Some developing countries made policy decisions to ignore medical patents. The industry’s focus increased on marketing to maintain market share, on sources to protect commercial interests, and on lawyers to enforce legal claims on intellectual property rights.
These activities have brought a greater suspicion of the industry in the public at large. It has lead to a wider anti-science feeling and more pessimistic outlook on the possibilities of technology in society, as seen in panics over issues such as genetically-modified crops and suspicion towards nuclear power.

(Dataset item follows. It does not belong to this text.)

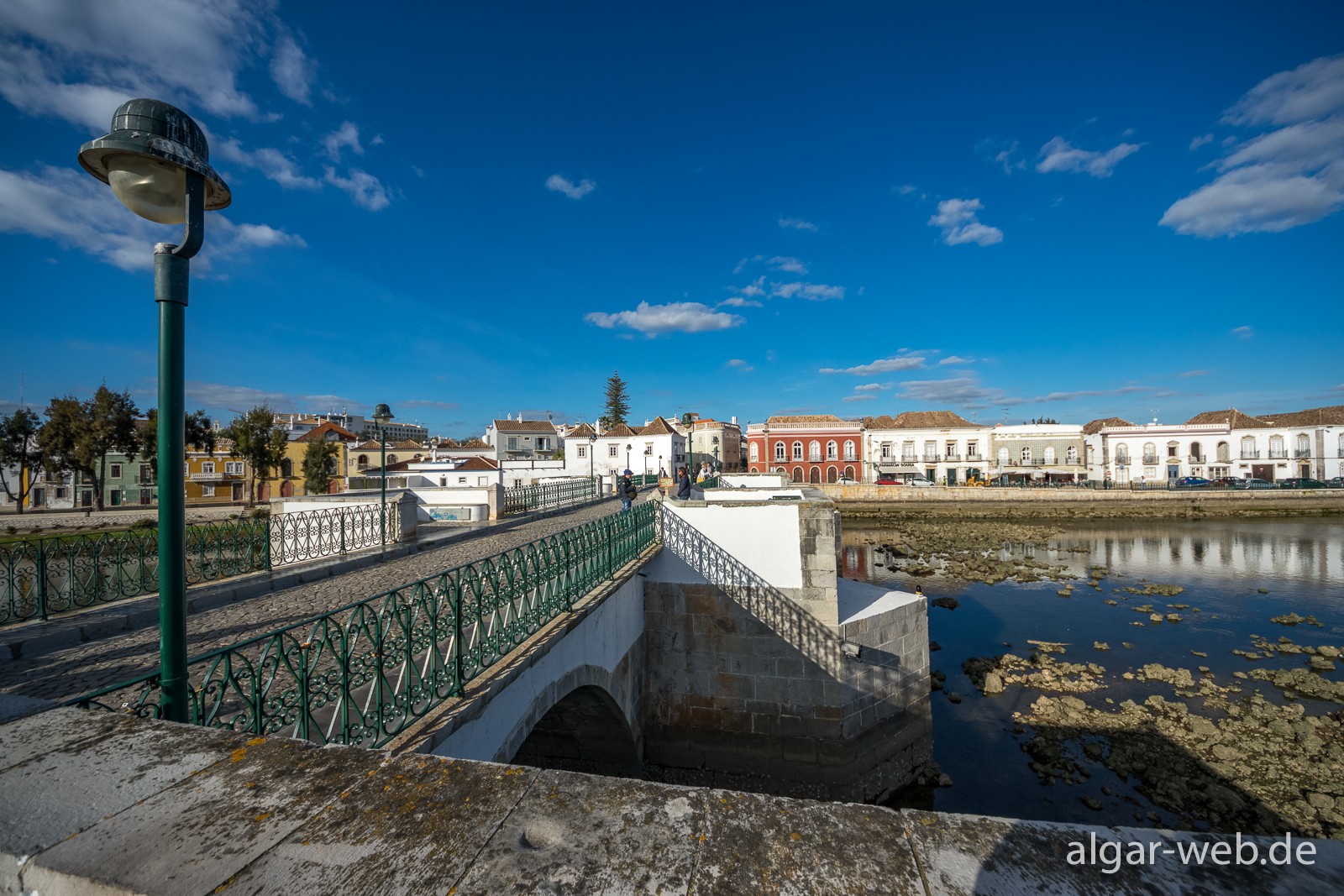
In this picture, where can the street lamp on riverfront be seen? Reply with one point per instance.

But on the positive side, computing and biotechnology have allowed great leaps forward in both development and production of new drugs. Automation of the drug discovery process through high-throughput screening, and the computerisation of genomics have allowed breakthroughs at a much higher rate than previously.
The global pharmaceutical industry has gone through substantial changes in the last few decade and pharmaceutical firms face major challenges, including headline-grabbing litigation, imminent patent expirations, new technologies, rising drug development costs, generic drug substitution, international competitors, and complex public policy issues.